— Не хочешь ты передо мной раскрыть душу, Касбулат, и это я понимаю, — сказал он после долгой паузы. — Однако не в моих привычках бросать товарища в беде. Долго я думал о тебе, дорогой, ой, долго, и считаю, что самое разумное для тебя — перевестись в другой район. Здесь все только и болтают о твоем деле, а вдали все утрясется, перемелется, — он впервые усмехнулся, — мука будет. Так вот, я все уже согласовал с Баймолдиным, получишь должность не хуже, чем здесь.
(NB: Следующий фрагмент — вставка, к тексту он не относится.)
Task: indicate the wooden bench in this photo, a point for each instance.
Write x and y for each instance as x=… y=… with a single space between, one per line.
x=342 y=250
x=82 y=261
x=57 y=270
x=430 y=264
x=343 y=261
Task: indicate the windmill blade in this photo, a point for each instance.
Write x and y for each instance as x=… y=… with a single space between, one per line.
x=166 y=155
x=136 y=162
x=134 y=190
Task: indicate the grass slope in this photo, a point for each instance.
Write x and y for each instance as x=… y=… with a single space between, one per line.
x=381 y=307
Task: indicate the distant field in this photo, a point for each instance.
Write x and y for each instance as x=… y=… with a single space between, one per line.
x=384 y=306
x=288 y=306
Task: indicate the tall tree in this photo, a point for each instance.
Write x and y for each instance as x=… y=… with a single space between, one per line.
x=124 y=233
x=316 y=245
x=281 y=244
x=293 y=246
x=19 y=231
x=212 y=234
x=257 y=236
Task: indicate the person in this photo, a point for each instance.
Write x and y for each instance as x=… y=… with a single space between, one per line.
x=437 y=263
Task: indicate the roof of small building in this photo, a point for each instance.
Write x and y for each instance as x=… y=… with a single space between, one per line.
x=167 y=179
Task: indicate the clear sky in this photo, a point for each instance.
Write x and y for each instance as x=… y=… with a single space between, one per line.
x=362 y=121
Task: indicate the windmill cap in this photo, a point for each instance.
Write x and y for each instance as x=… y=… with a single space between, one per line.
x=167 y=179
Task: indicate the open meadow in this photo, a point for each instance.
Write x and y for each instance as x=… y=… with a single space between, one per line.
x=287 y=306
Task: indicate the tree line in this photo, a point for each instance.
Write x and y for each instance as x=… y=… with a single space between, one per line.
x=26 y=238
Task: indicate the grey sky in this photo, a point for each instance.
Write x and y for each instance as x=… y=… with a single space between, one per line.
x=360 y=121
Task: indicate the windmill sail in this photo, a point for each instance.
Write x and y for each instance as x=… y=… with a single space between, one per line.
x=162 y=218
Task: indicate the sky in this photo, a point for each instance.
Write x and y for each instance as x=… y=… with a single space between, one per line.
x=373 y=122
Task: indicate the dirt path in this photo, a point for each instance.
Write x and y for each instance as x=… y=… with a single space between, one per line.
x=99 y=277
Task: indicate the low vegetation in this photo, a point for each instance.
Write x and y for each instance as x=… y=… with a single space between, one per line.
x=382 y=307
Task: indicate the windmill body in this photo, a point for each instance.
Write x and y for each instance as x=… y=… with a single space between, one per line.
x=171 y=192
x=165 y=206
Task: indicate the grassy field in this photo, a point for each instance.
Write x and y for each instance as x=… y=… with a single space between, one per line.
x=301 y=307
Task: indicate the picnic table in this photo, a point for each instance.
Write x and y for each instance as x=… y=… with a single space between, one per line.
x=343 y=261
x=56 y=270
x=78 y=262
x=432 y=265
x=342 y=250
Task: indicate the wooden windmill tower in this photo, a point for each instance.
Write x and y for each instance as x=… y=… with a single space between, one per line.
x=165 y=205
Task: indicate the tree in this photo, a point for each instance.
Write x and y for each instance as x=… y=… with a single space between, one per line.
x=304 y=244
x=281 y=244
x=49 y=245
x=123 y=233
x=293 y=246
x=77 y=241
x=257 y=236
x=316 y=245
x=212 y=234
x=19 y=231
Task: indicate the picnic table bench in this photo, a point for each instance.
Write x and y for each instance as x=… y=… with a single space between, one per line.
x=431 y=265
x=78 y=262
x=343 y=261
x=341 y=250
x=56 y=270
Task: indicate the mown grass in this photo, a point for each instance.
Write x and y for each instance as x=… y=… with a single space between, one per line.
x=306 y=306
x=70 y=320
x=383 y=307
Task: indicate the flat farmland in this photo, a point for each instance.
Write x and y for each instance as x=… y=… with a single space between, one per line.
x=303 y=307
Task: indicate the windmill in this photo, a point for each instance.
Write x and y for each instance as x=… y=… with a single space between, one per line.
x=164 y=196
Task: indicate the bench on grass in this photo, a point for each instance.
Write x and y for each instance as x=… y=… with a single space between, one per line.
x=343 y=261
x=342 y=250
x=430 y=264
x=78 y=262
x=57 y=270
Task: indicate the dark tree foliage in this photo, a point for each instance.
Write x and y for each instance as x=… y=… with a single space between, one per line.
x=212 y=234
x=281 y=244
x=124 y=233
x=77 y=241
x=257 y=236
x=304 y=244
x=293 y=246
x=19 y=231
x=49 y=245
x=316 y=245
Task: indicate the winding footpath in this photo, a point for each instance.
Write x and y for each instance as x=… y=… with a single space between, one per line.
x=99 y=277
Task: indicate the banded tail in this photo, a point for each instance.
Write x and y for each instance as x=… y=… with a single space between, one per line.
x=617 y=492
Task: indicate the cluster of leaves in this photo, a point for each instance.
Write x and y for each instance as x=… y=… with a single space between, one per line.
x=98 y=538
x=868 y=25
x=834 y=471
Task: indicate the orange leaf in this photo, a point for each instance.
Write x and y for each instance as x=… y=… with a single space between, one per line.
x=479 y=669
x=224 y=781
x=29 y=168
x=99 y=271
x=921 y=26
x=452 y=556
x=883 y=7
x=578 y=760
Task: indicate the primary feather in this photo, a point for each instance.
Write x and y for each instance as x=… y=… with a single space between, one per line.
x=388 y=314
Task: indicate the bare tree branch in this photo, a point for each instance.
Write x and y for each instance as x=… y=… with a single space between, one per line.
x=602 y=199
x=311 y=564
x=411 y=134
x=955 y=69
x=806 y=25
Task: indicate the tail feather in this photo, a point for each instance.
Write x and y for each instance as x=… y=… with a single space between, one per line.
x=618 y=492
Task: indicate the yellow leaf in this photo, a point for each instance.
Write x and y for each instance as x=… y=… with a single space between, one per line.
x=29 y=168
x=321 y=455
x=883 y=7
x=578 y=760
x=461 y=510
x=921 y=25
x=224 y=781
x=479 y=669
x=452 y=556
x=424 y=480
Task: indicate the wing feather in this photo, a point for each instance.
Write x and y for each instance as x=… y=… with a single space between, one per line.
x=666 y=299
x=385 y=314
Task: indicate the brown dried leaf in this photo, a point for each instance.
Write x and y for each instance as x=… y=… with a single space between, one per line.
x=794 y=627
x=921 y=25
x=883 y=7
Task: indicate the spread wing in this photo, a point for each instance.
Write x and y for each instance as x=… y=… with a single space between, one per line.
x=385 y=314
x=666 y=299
Жаль отпускать хорошего работника, но ведь и о будущем его надо подумать.
«Какой он все-таки добрый и дальновидный человек, — неожиданно подумал Касбулат, — Милый, исключительно внимательный и тактичный... Да-да, он совершенно прав, я не простой работник, меня в области считают человеком «с перспективой». Он знает, что я пойду в гору, если не... Но это невозможно! Шарипа! А жена, заплаканная, жалкая от слез? А сын? Нет, это невозможно! О, Шарипа, Шарипа...»
Он все молчал, и Мажитов молчал, понимающе и тактично расходуя на него свое ценное время. Наконец он поднялся из-за стола и подошел.
— Обмозгуй все как следует, не спеши. Уверен, что прислушаешься к моим советам. Это советы старшего брата, Касбулат.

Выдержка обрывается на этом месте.